Una compleja situación de orden público e infraestructura se registra en el departamento de Santander, donde el suministro de gas natural para miles de usuarios residenciales y comerciales se encuentra en riesgo crítico. La estatal petrolera Ecopetrol emitió una alerta urgente debido a los bloqueos viales y operativos que un grupo de manifestantes mantiene de forma sostenida en las inmediaciones del Campo Provincia, un activo estratégico de producción de hidrocarburos ubicado en esta región del país.

De acuerdo con los primeros reportes entregados por las autoridades y la compañía, la obstrucción de los accesos ha escalado a tal punto que ya comenzó a comprometer directamente la operatividad de las plantas procesadoras, lo que genera un impacto inmediato en la disponibilidad del recurso energético para las poblaciones cercanas.

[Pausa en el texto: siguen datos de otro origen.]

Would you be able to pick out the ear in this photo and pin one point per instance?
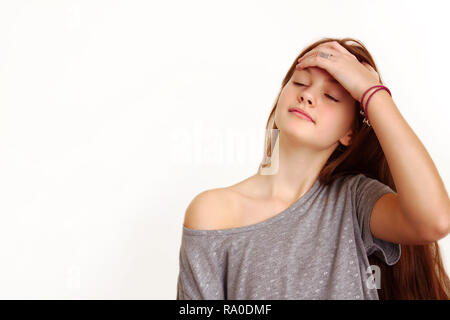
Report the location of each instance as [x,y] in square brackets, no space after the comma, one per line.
[346,140]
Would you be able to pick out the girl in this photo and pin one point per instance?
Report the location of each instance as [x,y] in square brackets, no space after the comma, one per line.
[341,207]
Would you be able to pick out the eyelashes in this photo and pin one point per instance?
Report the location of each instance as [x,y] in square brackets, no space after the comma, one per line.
[330,97]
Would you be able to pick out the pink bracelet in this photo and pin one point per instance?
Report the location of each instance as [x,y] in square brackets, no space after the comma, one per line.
[364,109]
[367,103]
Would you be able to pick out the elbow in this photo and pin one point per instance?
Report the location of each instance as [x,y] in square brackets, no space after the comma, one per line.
[441,230]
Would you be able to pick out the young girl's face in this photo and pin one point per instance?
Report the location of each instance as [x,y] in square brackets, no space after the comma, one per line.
[331,107]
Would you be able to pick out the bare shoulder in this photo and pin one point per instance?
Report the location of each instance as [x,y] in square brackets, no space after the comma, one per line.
[210,209]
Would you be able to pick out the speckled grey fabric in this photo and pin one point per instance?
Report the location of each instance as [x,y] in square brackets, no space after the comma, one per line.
[315,249]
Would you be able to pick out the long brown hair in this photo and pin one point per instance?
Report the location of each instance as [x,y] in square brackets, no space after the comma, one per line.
[419,274]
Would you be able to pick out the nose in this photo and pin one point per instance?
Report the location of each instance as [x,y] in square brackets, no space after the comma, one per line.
[306,98]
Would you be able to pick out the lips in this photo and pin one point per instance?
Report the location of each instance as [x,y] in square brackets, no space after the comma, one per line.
[295,109]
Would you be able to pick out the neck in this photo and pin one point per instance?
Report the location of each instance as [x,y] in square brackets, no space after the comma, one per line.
[294,170]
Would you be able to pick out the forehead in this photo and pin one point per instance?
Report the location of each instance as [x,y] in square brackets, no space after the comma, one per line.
[318,72]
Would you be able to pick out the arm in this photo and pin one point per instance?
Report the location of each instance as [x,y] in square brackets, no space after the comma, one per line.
[422,203]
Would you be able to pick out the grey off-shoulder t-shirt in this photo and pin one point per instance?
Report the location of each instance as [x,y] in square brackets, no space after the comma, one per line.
[315,249]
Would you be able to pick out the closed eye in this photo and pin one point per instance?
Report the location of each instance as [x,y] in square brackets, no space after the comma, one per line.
[330,97]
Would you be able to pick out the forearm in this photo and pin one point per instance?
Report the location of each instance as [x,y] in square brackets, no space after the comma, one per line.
[421,191]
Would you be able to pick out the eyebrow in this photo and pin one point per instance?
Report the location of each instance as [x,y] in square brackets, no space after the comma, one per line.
[333,80]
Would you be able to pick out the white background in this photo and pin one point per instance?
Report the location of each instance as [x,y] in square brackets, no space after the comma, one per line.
[115,114]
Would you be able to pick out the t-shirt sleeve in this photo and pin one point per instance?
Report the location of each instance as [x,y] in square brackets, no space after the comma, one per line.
[202,267]
[367,192]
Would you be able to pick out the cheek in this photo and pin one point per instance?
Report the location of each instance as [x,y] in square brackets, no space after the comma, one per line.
[334,121]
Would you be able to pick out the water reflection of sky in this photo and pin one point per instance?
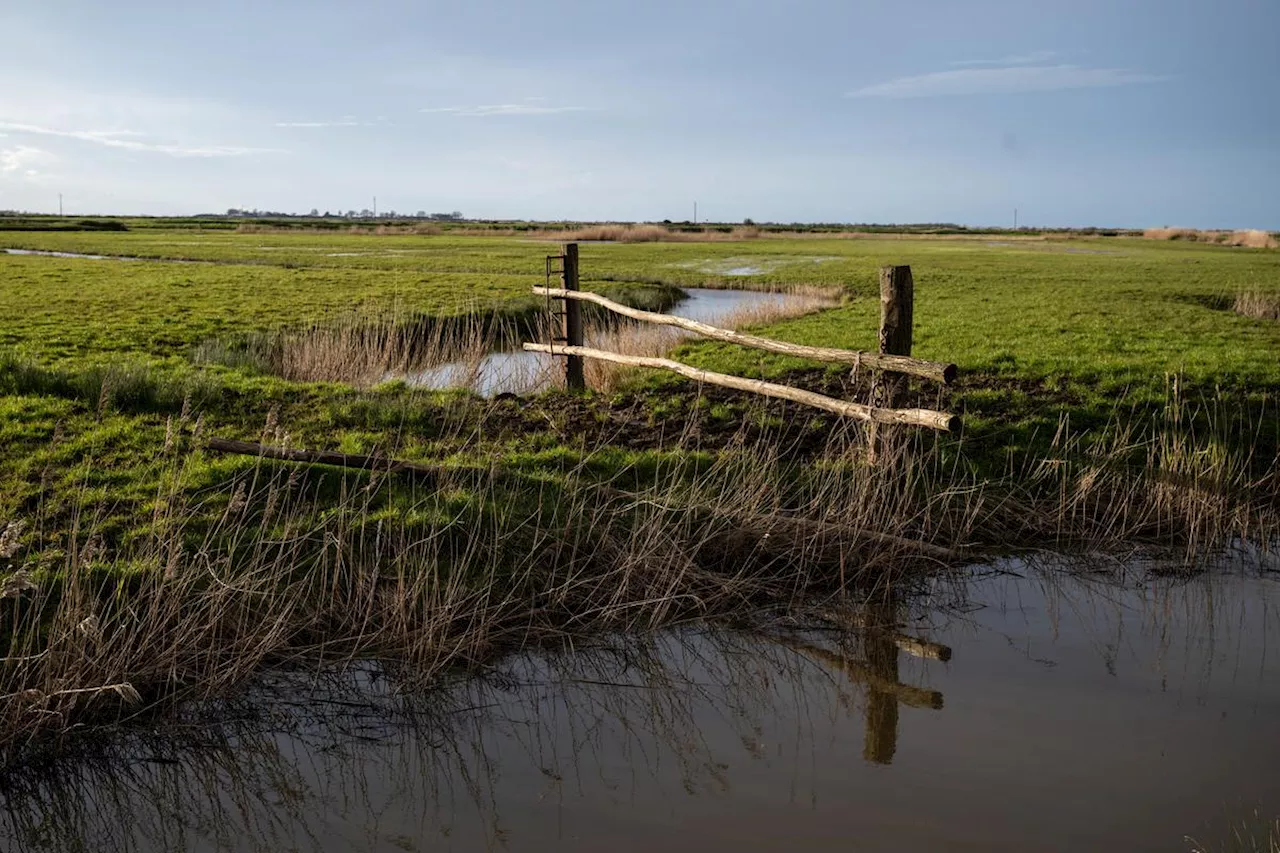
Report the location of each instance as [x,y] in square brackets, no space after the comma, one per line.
[520,372]
[1072,715]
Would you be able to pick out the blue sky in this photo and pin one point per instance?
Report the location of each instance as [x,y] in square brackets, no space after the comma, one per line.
[1119,113]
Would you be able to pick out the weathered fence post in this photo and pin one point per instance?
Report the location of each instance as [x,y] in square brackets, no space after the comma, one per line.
[897,295]
[574,378]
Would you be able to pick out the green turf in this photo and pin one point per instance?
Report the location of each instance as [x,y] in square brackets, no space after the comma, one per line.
[95,355]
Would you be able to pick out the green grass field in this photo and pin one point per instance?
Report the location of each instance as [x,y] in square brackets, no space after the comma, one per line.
[1040,328]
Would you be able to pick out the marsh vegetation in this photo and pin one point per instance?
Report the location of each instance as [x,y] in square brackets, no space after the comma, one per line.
[1114,402]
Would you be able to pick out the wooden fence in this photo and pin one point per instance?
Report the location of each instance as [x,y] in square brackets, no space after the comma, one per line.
[894,361]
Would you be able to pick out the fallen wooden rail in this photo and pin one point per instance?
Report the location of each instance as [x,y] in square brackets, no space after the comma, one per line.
[935,370]
[928,418]
[799,527]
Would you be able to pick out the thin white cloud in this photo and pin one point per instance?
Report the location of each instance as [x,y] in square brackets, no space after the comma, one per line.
[1005,81]
[342,123]
[113,138]
[506,109]
[1033,58]
[24,162]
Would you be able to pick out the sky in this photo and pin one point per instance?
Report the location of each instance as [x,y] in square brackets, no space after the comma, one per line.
[1128,113]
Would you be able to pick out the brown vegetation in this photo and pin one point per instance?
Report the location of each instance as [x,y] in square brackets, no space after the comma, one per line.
[284,575]
[1256,304]
[1252,238]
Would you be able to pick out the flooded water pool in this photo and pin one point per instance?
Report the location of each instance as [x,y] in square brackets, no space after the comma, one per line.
[519,372]
[1047,711]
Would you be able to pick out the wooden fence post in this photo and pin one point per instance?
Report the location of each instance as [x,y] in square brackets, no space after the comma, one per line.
[897,296]
[572,331]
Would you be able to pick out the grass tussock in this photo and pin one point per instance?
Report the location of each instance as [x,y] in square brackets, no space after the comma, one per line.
[658,341]
[1249,238]
[1256,304]
[288,566]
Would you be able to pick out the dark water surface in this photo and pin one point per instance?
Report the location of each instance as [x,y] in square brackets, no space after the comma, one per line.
[1074,714]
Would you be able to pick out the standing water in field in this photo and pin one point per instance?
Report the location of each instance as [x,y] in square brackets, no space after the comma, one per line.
[1015,710]
[519,372]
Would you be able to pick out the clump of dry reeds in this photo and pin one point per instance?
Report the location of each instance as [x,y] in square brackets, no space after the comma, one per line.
[283,574]
[1256,304]
[656,341]
[1249,238]
[273,570]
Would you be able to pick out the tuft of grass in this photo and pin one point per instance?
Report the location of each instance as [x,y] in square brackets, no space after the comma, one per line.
[1256,304]
[1249,238]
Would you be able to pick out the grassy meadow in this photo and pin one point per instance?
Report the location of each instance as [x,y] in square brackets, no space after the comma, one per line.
[1111,392]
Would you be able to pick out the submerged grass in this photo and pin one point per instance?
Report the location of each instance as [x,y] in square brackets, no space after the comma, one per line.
[138,569]
[284,566]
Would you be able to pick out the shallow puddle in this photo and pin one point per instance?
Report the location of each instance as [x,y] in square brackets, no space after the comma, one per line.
[519,372]
[1073,714]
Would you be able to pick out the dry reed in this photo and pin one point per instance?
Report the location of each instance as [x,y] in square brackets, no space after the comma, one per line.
[1251,238]
[275,571]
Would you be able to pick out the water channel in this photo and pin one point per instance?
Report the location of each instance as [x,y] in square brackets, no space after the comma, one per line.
[1014,708]
[519,372]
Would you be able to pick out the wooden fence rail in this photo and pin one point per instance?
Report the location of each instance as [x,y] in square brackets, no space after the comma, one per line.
[894,361]
[935,370]
[912,416]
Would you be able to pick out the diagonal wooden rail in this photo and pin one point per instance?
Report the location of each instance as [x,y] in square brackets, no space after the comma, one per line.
[938,420]
[935,370]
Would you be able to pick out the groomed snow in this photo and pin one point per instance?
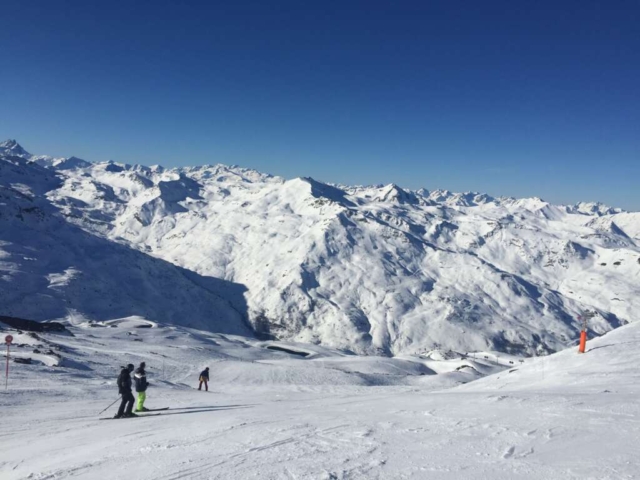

Municipios afectados y el impacto en la comunidad

Las consecuencias de estas vías de hecho civiles se concentran principalmente en dos localidades santandereanas. La empresa estatal advirtió que el suministro de gas está a punto de suspenderse de manera definitiva para los usuarios del municipio de Sabana de Torres y de Rionegro, afectando tanto los cascos urbanos como los sectores rurales de ambas demarcaciones.

La parálisis de las actividades en el Campo Provincia impide el flujo normal del combustible a través de las redes locales de distribución. Fuentes técnicas explicaron que los inventarios de contingencia y la presión interna de los sistemas de transporte se encuentran en sus niveles mínimos, lo que podría desencadenar cortes del servicio en las próximas horas si no se habilita el paso de operarios y el mantenimiento adecuado de los pozos.

Ecopetrol alertó: «Los bloqueos en Campo Provincia ya afectan la producción de gas y podrían comprometer el suministro para usuarios de Sabana de Torres y Rionegro».

La preocupación comunitaria es latente, dado que la falta de este servicio público esencial no solo impactaría las cocinas de miles de hogares que dependen del suministro directo, sino que paralizaría el comercio gastronómico local, las instituciones educativas, los centros asistenciales de salud y diversas actividades agroindustriales que dinamizan la economía regional en el Magdalena Medio santandereano.

Llamado al diálogo frente a las pérdidas operativas

Ante este escenario de parálisis forzada, voceros de la industria petrolera hicieron un enérgico pero neutral llamado a las comunidades que ejercen los bloqueos para que depongan las vías de hecho y busquen canales alternos de concertación con las autoridades departamentales y nacionales. Desde el punto de vista técnico, detener la extracción y el procesamiento de hidrocarburos de forma abrupta e improvisada representa un alto peligro de seguridad industrial, además de los millonarios costos fiscales que asume la nación por la producción diferida.

Hasta el momento, no se ha consolidado una mesa de negociación formal entre los líderes de la protesta y los delegados del gobierno local para levantar de manera definitiva los bloqueos en el acceso al yacimiento. Las autoridades de policía de Santander mantienen un monitoreo constante de los puntos críticos de concentración ciudadana para evitar alteraciones mayores del orden público, mientras se espera que la mediación social evite una emergencia energética generalizada en los dos municipios afectados.